We have previously shown that statins reduce the production of amyloid-beta (Abeta) by both isoprenoid- and cholesterol-dependent mechanisms. These pathways contribute to the regulation of the dimerisation of BACE into its physiologically active form. Statins reduce cellular cholesterol levels by 20-40%; therefore, it is possible that the remaining cholesterol within the cell may play a significant role in the production of Abeta. Incubation of cells with the specific cholesterol biosynthesis inhibitor BM15.766 together with 50 micromol/L simvastatin and 400 micromol/L mevalonate reduced cellular cholesterol levels in a dose-dependent manner with increasing BM15.766 concentration (r = -0.9736, p = 0.0264). Furthermore, decreases in cellular cholesterol levels correlated with reductions in total Abeta production (r = 0.9683, p = 0.0317). A total of 2.5 micromol/L BM15.766 inhibited the dimerisation of BACE, whilst the expression of BACE monomer was reduced by 5 micromol/L BM15.766. BM15.766 treatment localised BACE predominantly within the Golgi, and reduced total BACE expression per cell. Similar changes were observed in the expression of the Golgi marker golgin-97, suggesting that reduced BACE expression may arise from a decrease in protein trafficking and an increase in degradation. By targeting cholesterol synthesis using specific cholesterol biosynthesis inhibitors, it is possible to reduce Abeta production without reducing protein isoprenylation.

Statins inhibit the dimerization of beta-secretase via both isoprenoid- and cholesterol-mediated mechanisms.
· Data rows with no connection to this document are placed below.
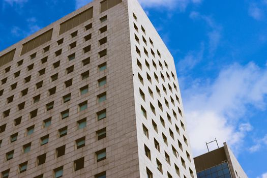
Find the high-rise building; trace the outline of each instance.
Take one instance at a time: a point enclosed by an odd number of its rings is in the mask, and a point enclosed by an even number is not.
[[[226,143],[194,160],[198,178],[248,178]]]
[[[136,0],[0,53],[2,177],[196,177],[174,62]]]

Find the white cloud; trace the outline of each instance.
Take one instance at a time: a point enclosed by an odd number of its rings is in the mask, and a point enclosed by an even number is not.
[[[249,8],[249,15],[257,20],[260,20],[263,17],[262,10],[255,4],[251,4]]]
[[[75,8],[76,9],[80,8],[92,1],[93,0],[76,0]]]
[[[257,177],[257,178],[267,178],[267,172],[263,173],[259,177]]]
[[[213,81],[198,79],[183,91],[184,104],[195,156],[206,152],[205,142],[216,138],[234,152],[253,129],[243,120],[252,108],[265,109],[267,70],[253,63],[223,68]]]

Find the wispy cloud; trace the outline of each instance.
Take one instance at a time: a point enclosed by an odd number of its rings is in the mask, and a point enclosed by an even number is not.
[[[76,4],[75,8],[76,9],[79,9],[81,8],[82,6],[87,5],[88,3],[91,3],[93,0],[75,0]]]
[[[243,117],[253,108],[266,109],[266,69],[253,63],[245,66],[233,64],[222,69],[211,81],[196,79],[183,90],[195,155],[206,152],[205,142],[215,138],[220,145],[227,141],[234,151],[239,151],[246,135],[253,129],[249,121]]]

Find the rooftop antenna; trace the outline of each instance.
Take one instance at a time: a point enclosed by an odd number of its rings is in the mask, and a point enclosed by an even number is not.
[[[218,144],[218,141],[217,141],[217,139],[216,139],[216,138],[215,138],[215,140],[213,140],[213,141],[212,141],[209,143],[207,143],[206,142],[206,145],[207,146],[207,151],[208,152],[210,152],[210,149],[209,149],[209,146],[208,146],[208,144],[210,144],[210,143],[211,143],[212,142],[214,142],[216,141],[216,143],[217,144],[217,146],[218,146],[218,148],[219,149],[219,144]]]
We have previously reported that protein lipidation in the form of palmitoylation and farnesylation is critical for the production of Abeta (amyloid beta-peptide), the dimerization of beta-secretase and its trafficking into cholesterol-rich microdomains. As statins influence these lipid modifications in addition to their effects on cholesterol biosynthesis, we have investigated the effects of lovastatin and SIMVA (simvastatin) at a range of concentrations chosen to distinguish different cellular effects on Abeta production and beta-secretase structure and its localization in bHEK cells [HEK-293 cells (human embryonic kidney cells) transfected with the Asp-2 gene plus a polyhistidine coding tag] cells. We have compared the changes brought about by statins with those brought about by the palmitoylation inhibitor cerulenin and the farnesyltransferase inhibitor CVFM (Cys-Val-Phe-Met). The statin-mediated reduction in Abeta production correlated with an inhibition of beta-secretase dimerization into its more active form at all concentrations of statin investigated. These effects were reversed by the administration of mevalonate, showing that these effects were mediated via 3-hydroxy-3-methylglutaryl-CoA-dependent pathways. At low (1 microM) statin concentrations, reduction in Abeta production and inhibition of beta-secretase dimerization were mediated by inhibition of isoprenoid synthesis. At high (>10 microM) concentrations of statins, inhibition of beta-secretase palmitoylation occurred, which we demonstrated to be regulated by intracellular cholesterol levels. There was also a concomitant concentration-dependent change in beta-secretase subcellular trafficking. Significantly, Abeta release from cells was markedly higher at 50 microM SIMVA than at 1 microM, whereas these concentrations resulted in similar reductions in total Abeta production, suggesting that low-dose statins may be more beneficial than high doses for the therapeutic treatment of Alzheimer's disease.